Per farla breve, lo strano essere pensò ad una legge che impedisse agli schiavi sudisti di avere il benché minimo accenno di rivolta.

Questa legge permise ai piemontesi, buoni di cuore, di rinchiudere entro i loro stessi confini gli indigeni delle regioni meridionali, per evitare che potessero farsi male. Inoltre diede licenza ai fratelli d’Italia di squartare, stuprare, uccidere, sgozzare, migliaia di altri fratelli d’Italia.

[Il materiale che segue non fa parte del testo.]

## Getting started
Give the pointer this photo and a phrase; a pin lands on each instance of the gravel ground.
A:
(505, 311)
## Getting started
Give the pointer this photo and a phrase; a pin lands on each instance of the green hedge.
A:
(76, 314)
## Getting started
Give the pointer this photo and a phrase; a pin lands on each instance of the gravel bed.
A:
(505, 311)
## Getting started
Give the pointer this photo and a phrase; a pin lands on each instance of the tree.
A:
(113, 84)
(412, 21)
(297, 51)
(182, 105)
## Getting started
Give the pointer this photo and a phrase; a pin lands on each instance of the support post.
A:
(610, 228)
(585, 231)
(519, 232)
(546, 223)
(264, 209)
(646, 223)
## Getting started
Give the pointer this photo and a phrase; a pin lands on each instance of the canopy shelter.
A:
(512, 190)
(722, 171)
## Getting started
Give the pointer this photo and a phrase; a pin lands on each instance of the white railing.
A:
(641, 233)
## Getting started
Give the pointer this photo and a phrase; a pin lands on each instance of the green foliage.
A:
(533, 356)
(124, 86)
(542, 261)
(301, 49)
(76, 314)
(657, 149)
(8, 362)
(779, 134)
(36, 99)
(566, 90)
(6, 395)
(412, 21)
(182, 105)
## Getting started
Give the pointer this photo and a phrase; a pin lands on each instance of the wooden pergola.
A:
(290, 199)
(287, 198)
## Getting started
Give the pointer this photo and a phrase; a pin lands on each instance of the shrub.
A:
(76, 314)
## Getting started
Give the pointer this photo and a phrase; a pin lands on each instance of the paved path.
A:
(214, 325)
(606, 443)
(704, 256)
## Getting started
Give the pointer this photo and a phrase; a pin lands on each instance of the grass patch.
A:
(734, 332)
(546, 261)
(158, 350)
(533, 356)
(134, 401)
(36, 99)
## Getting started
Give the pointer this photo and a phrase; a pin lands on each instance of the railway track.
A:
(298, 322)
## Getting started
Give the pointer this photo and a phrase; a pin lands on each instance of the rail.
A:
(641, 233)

Dal sito dei fedelissimi dei Savoia su può leggere testimonianza di ciò che significò questa legge per il meridione.

Riporto integralmente:

La legge Pica permise la repressione senza limiti di qualunque resistenza: si trattava, in pratica, dell’applicazione dello stato d’assedio interno. Senza bisogno di un processo si potevano mettere per un anno agli arresti domiciliari i vagabondi, le persone senza occupazione fissa, i sospetti fiancheggiatori di camorristi e briganti. Nelle province dichiarate infestate da briganti ogni banda armata di più di tre persone, complici inclusi, poteva essere giudicata da una corte marziale. Naturalmente alla sospensione dei diritti costituzionali (il concetto di diritti umani di fatto ancora non esisteva) si accompagnarono misure come la punizione collettiva per i delitti dei singoli e le rappresaglie contro i villaggi.

Cosa altro dire?

Il videoregistratore non ce l’ho più, le cassette dei manga Giapponesi sono ormai perse, non mi resta che continuare a guardare le ultime gare delle olimpiadi.

La speranza che la lega nord possa compiere una riparazione all’ingiustizia, è sempre viva nel mio cuore.